Here is how the reasoning might proceed. Let $A$ be the event that the fair coin is selected, and $B$ be the complementary event that the biased coin is selected. Let $n = 10$ be the number of flips of whichever coin is selected. If event $A$ occurs, then $p = 0.5$ is the probability that the coin lands heads. If event $B$ occurs, then $p = 0.6$ is the probability that the coin lands heads. Let $X$ be a random variable that counts the number of heads obtained in $n = 10$ flips. Then we model the number of heads observed with a binomial distribution conditional on which coin was selected, i.e. $$\begin{align}X \mid A &\sim \operatorname{Binomial}(n = 10, p = 0.5) \\ X \mid B &\sim \operatorname{Binomial}(n = 10, p = 0.6). \end{align}\tag{1}$$
With this notation established, we are asked for $$\Pr[B \mid X = 6],$$ the posterior conditional probability that, given we observed $X = 6$ heads, that event $B$ occurred--i.e., we selected the biased coin.
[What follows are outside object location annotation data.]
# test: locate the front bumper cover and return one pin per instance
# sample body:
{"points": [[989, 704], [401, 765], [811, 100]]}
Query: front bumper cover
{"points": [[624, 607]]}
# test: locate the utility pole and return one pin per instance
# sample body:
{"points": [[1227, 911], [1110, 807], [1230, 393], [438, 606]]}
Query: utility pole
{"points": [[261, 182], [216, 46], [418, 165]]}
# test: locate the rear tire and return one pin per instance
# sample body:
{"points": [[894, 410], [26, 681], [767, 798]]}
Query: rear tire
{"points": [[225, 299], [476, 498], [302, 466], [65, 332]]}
Now we are ready to proceed with the computation, via Bayes' rule:
$$\Pr[B \mid X = 6] = \frac{\Pr[X = 6 \mid B]\Pr[B]}{\Pr[X = 6]}. \tag{2}$$ The denominator, which is the unconditional or marginal probability of obtaining $6$ heads, is calculated from the law of total probability, in which we condition on which coin was selected:
$$\Pr[X = 6] = \Pr[X = 6 \mid A]\Pr[A] + \Pr[X = 6 \mid B]\Pr[B]. \tag{3}$$ Note that $A$ and $B$ are complementary events that encompass the entire set of outcomes for the coin selection process.
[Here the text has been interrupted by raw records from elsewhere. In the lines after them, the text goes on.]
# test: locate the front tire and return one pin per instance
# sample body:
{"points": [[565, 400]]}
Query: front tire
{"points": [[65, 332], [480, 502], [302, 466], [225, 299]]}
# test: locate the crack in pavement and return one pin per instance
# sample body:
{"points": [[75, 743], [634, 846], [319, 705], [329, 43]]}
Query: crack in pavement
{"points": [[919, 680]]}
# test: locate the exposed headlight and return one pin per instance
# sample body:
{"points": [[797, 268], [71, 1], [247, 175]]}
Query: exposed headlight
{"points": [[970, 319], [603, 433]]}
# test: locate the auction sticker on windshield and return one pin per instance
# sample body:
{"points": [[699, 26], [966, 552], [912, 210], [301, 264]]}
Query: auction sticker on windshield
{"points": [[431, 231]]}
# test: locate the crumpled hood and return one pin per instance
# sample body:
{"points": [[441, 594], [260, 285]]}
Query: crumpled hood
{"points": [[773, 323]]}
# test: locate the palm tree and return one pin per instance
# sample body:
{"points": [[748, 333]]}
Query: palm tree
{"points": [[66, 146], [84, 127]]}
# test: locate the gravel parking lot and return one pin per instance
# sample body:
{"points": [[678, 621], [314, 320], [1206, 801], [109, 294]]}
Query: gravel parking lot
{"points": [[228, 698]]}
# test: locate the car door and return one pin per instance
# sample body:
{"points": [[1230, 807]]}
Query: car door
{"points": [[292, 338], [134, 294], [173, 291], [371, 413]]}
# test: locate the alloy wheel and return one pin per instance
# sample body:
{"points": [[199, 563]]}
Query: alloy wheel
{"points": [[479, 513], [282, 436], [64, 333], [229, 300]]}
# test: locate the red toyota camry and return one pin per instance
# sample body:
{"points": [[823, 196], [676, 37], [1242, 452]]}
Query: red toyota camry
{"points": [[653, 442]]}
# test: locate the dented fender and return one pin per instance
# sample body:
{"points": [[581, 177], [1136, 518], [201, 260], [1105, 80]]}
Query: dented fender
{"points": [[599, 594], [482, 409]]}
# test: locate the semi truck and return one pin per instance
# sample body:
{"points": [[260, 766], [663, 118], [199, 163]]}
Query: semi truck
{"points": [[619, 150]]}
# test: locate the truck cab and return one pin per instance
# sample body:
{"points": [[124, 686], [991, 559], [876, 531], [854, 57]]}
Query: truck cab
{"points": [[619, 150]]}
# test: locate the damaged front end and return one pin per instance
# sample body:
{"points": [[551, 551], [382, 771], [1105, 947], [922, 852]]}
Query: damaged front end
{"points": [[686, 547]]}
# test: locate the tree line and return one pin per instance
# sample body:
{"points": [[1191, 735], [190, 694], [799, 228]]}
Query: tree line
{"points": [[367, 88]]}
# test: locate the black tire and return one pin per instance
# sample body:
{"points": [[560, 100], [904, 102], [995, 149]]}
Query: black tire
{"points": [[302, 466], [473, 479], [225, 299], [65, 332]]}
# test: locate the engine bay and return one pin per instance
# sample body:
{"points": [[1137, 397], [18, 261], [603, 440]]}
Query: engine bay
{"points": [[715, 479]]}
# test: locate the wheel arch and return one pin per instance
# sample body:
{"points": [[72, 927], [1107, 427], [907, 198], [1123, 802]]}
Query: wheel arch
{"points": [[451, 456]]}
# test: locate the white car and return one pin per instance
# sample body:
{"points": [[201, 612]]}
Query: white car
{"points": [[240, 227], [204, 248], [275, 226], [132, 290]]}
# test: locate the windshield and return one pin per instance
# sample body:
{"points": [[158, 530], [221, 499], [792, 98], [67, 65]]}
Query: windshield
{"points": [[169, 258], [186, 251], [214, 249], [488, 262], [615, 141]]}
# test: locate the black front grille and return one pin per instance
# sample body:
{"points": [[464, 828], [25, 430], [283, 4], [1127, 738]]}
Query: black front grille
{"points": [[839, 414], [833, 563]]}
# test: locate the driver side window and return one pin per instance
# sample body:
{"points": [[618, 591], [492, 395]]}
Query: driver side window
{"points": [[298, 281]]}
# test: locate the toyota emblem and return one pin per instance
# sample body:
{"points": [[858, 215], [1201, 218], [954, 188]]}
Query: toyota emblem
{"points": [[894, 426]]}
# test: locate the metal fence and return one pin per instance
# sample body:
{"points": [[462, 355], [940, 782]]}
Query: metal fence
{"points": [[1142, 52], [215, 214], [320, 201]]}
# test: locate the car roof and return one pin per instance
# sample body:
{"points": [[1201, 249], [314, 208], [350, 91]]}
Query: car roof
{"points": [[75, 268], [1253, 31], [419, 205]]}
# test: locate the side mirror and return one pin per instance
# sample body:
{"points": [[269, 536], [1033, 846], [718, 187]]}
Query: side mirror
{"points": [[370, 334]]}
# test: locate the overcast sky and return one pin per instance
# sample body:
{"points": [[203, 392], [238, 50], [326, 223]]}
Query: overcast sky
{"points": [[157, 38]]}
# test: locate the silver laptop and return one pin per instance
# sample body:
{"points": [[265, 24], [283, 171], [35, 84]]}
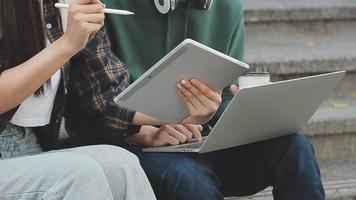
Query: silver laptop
{"points": [[264, 112], [155, 92]]}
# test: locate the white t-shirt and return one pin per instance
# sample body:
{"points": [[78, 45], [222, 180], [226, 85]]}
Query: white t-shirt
{"points": [[36, 111]]}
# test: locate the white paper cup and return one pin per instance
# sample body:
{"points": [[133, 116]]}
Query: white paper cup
{"points": [[252, 79]]}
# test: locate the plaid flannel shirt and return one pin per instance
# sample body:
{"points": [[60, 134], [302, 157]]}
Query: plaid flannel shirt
{"points": [[92, 78]]}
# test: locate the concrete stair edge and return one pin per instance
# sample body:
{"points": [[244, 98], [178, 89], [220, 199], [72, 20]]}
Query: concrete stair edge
{"points": [[334, 190], [257, 11]]}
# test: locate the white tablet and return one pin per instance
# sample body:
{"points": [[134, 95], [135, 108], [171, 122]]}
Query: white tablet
{"points": [[155, 92]]}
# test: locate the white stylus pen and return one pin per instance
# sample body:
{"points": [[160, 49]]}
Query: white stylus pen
{"points": [[106, 10]]}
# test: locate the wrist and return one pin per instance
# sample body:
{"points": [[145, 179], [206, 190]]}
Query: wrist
{"points": [[66, 47]]}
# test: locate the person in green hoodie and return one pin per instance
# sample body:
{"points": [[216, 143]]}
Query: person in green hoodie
{"points": [[287, 164]]}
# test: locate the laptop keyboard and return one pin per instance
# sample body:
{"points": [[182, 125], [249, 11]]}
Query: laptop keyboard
{"points": [[193, 145]]}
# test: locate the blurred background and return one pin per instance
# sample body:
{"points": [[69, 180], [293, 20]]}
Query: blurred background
{"points": [[296, 38]]}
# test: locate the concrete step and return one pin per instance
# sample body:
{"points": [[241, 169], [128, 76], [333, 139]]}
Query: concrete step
{"points": [[298, 10], [339, 179], [294, 48], [335, 116], [332, 130]]}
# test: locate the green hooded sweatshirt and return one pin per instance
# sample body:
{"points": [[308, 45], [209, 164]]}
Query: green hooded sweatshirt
{"points": [[142, 39]]}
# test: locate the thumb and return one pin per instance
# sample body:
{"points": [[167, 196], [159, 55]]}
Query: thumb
{"points": [[234, 89], [200, 127]]}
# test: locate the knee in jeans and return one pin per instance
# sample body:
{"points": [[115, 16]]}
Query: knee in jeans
{"points": [[119, 156], [300, 145], [190, 174], [81, 168]]}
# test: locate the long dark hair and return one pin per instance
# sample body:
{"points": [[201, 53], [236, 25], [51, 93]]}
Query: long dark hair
{"points": [[23, 33]]}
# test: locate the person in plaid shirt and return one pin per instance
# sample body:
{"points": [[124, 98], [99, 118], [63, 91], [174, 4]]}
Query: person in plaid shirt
{"points": [[36, 81]]}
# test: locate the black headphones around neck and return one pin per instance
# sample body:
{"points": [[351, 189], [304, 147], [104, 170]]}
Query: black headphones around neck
{"points": [[171, 5]]}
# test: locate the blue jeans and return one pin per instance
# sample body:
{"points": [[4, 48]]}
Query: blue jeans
{"points": [[287, 164]]}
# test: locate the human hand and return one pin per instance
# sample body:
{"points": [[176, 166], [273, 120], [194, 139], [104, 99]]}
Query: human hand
{"points": [[150, 136], [201, 101], [234, 89], [85, 18]]}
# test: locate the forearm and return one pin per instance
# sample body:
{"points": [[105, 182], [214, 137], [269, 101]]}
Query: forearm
{"points": [[19, 82]]}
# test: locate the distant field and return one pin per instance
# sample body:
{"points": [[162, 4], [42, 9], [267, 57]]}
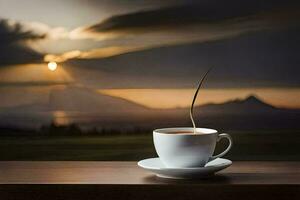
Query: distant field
{"points": [[260, 145]]}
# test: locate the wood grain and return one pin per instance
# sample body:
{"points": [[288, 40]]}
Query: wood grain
{"points": [[124, 180]]}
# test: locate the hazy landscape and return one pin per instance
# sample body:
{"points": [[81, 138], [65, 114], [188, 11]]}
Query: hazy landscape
{"points": [[90, 80], [259, 131]]}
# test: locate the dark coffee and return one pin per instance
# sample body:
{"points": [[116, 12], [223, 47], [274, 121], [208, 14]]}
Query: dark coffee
{"points": [[182, 132]]}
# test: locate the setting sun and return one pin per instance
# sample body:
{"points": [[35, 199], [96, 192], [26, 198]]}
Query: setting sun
{"points": [[52, 66]]}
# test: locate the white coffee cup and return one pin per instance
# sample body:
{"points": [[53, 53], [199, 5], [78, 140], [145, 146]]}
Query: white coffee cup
{"points": [[182, 148]]}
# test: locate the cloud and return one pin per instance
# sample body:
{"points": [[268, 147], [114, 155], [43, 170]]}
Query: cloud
{"points": [[201, 21], [13, 47], [104, 52], [261, 59]]}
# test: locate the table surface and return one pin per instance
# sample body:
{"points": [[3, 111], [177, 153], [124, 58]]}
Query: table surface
{"points": [[108, 173]]}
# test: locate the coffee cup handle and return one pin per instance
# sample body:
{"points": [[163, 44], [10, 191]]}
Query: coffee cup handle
{"points": [[223, 135]]}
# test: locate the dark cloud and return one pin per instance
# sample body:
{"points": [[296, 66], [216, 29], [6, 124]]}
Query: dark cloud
{"points": [[204, 12], [13, 47], [261, 59]]}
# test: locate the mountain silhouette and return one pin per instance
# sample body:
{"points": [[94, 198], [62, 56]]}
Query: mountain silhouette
{"points": [[250, 105], [92, 108]]}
From $(1)$, we can readily calculate the conditional probabilities
$$\begin{align}\Pr[X = 6 \mid A] &= \binom{10}{6} (1/2)^{6} (1 - 1/2)^{10 - 6} = \frac{105}{512} \approx 0.205078, \\ \Pr[X = 6 \mid B] &= \binom{10}{6} (6/10)^{6} (1 - 6/10)^{10 - 6} = \frac{489888}{1953125} \approx 0.250823. \end{align}\tag{4}$$
As for $\Pr[A]$ and $\Pr[B]$, the question strongly implies but does not explicitly state that the coin selection is equiprobable--we are told the coin is chosen "at random" which suggests that $$\Pr[A] = \Pr[B] = \frac{1}{2}, \tag{5}$$ which means that either coin is equally likely to be chosen than the other. In such a case, the posterior probability simplifies to $$\Pr[B \mid X = 6] = \frac{\Pr[X = 6 \mid B]}{\Pr[X = 6 \mid A] + \Pr[X = 6 \mid B]} \approx \frac{0.250823}{0.205078 + 0.250823} \approx 0.550169.$$
The exact value is $$\Pr[B \mid X = 6] = \frac{\frac{3^6 \cdot 2^4}{5^{10}}}{\frac{1}{2^{10}} + \frac{3^6 \cdot 2^4}{5^{10}}} = \frac{3^6 \cdot 2^{14}}{5^{10} + 3^6 \cdot 2^{14}} = \frac{11943936}{21709561}.$$
Regarding your "Method A," it I have no idea what you are trying to say, because you did not define the events of interest. If I interpret $A$ and $B$ as I have done in my solution (i.e. they are events that correspond to the choice of coin), then the statement $\Pr[B \mid A]$ means "the probability that coin $B$ was selected, given that coin $A$ was selected." Obviously, that is $0$, and the formula says as much.